[PATCH v3 0/8] timers/migration: Fix three possible races and some improvements

Anna-Maria Behnsen posted 8 patches 1 year, 5 months ago
There is a newer version of this series
include/linux/cpuhotplug.h             |   1 +
include/trace/events/timer_migration.h |   4 +-
kernel/time/timer_migration.c          | 366 ++++++++++++++++-----------------
kernel/time/timer_migration.h          |  27 ++-
4 files changed, 197 insertions(+), 201 deletions(-)
[PATCH v3 0/8] timers/migration: Fix three possible races and some improvements
Posted by Anna-Maria Behnsen 1 year, 5 months ago
Borislav reported a warning in timer migration deactive path

  https://lore.kernel.org/r/20240612090347.GBZmlkc5PwlVpOG6vT@fat_crate.local

Sadly it doesn't reproduce directly. But with the change of timing (by
adding a trace prinkt before the warning), it is possible to trigger the
warning reliable at least in my test setup. The problem here is a racy
check agains group->parent pointer.
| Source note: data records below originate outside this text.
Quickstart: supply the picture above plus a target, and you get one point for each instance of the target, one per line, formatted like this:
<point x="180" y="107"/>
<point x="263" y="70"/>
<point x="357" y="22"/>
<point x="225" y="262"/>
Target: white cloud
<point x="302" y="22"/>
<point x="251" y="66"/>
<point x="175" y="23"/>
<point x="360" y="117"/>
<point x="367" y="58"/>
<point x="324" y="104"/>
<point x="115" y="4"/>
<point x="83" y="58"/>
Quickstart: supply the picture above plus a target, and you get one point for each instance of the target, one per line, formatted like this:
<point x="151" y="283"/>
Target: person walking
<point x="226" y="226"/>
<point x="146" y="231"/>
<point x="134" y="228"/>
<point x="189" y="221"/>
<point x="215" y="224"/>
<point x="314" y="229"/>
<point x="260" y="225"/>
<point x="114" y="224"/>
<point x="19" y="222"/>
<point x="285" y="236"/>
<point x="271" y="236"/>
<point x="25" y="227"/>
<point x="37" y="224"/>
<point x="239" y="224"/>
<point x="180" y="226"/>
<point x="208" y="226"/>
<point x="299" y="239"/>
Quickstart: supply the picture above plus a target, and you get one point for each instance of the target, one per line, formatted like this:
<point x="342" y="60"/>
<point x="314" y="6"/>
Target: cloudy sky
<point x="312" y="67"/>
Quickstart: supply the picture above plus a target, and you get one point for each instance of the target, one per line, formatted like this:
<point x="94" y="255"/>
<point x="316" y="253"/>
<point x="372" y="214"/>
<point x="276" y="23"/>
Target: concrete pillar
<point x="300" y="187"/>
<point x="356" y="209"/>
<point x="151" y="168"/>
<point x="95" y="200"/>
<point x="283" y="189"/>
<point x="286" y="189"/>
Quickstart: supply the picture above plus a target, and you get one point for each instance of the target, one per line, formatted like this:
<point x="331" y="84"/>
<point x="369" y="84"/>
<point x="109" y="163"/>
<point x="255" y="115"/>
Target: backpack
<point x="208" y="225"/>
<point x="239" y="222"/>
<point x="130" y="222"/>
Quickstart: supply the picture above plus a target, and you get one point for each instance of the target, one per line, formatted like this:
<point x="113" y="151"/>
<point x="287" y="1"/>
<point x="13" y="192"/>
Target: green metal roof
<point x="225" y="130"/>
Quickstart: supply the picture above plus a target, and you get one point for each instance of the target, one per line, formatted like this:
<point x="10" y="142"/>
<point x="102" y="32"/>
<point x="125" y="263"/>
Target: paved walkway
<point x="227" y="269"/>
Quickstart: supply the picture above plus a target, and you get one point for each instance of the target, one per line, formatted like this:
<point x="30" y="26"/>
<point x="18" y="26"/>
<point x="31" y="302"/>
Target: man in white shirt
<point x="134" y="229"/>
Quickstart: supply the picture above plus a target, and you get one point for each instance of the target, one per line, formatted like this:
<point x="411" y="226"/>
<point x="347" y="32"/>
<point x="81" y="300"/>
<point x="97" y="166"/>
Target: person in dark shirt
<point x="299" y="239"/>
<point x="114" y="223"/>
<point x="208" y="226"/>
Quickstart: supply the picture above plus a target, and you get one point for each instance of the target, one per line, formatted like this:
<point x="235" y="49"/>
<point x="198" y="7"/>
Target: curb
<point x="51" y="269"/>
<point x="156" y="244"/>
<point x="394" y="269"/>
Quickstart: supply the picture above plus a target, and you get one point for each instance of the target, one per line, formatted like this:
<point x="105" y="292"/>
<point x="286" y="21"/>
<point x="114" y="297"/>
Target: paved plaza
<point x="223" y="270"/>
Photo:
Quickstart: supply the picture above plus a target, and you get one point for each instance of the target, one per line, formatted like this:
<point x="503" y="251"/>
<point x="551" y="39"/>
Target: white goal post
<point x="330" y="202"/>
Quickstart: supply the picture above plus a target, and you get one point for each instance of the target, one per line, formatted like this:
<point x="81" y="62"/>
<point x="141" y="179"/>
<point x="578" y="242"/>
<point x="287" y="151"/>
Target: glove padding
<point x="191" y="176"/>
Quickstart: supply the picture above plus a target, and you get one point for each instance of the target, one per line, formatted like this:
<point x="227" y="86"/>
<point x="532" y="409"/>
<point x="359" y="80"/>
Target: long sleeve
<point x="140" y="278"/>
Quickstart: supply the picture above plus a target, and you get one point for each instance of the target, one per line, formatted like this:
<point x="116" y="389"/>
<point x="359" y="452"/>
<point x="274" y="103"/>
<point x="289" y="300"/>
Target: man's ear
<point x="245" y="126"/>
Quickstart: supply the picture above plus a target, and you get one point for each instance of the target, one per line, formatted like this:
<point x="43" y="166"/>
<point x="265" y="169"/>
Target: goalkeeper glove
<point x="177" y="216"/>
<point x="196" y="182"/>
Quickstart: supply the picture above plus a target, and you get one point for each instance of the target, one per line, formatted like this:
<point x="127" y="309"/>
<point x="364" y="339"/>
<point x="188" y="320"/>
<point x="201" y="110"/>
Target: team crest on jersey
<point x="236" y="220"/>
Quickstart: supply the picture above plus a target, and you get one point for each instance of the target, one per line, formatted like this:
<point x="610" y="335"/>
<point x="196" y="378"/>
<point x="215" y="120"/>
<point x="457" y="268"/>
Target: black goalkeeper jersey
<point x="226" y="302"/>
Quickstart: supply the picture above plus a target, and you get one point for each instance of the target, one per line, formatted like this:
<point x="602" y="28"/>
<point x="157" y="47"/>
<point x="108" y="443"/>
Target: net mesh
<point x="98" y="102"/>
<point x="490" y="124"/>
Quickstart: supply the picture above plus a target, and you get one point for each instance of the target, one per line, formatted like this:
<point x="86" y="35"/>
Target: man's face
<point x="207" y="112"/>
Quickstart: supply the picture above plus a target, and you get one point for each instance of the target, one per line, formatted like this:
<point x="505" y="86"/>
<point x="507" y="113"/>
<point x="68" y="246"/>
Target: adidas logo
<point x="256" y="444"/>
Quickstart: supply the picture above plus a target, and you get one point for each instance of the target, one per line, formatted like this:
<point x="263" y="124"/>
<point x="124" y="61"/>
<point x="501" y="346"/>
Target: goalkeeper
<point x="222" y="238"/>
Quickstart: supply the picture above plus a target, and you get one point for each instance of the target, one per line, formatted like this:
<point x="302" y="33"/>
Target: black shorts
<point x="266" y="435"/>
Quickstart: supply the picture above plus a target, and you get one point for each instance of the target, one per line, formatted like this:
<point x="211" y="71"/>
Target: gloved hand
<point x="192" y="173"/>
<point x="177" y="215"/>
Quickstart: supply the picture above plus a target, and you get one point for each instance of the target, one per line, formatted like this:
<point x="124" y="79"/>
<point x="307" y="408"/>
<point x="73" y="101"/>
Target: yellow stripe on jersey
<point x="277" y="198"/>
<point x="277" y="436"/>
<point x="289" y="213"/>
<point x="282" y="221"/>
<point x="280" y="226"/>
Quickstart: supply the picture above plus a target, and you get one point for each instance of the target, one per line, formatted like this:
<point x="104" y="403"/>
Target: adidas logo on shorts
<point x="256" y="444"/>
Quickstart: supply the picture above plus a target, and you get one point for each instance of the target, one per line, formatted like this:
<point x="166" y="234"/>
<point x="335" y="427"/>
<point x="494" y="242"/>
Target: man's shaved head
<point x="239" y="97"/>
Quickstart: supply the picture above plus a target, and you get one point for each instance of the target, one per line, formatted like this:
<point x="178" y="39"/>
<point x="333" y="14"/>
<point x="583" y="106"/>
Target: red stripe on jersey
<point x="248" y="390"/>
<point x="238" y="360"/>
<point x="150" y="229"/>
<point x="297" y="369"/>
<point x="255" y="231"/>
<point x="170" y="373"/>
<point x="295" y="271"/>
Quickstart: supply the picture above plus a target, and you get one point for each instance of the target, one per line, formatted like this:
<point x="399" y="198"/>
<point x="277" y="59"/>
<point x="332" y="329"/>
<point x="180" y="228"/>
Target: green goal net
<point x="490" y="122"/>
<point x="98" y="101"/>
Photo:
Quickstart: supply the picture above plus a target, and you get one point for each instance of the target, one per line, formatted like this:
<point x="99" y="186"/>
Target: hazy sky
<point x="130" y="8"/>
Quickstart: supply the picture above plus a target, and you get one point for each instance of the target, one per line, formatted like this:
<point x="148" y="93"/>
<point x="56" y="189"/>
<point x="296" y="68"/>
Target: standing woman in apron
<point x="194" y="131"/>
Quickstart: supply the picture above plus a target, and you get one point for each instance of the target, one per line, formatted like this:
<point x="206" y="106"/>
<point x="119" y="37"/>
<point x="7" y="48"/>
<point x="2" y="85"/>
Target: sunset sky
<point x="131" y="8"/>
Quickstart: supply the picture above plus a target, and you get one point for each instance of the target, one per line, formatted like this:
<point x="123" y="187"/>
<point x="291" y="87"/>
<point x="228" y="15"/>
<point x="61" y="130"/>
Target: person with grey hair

This is also used in other places in
the code and fixing this racy usage is adressed by the first patch.

There were two other races reported by Frederic in setup path:

  https://lore.kernel.org/r/ZnWOswTMML6ShzYO@localhost.localdomain

  https://lore.kernel.org/r/ZnoIlO22habOyQRe@lothringen

Those races are both is addressed by the change of patch 2.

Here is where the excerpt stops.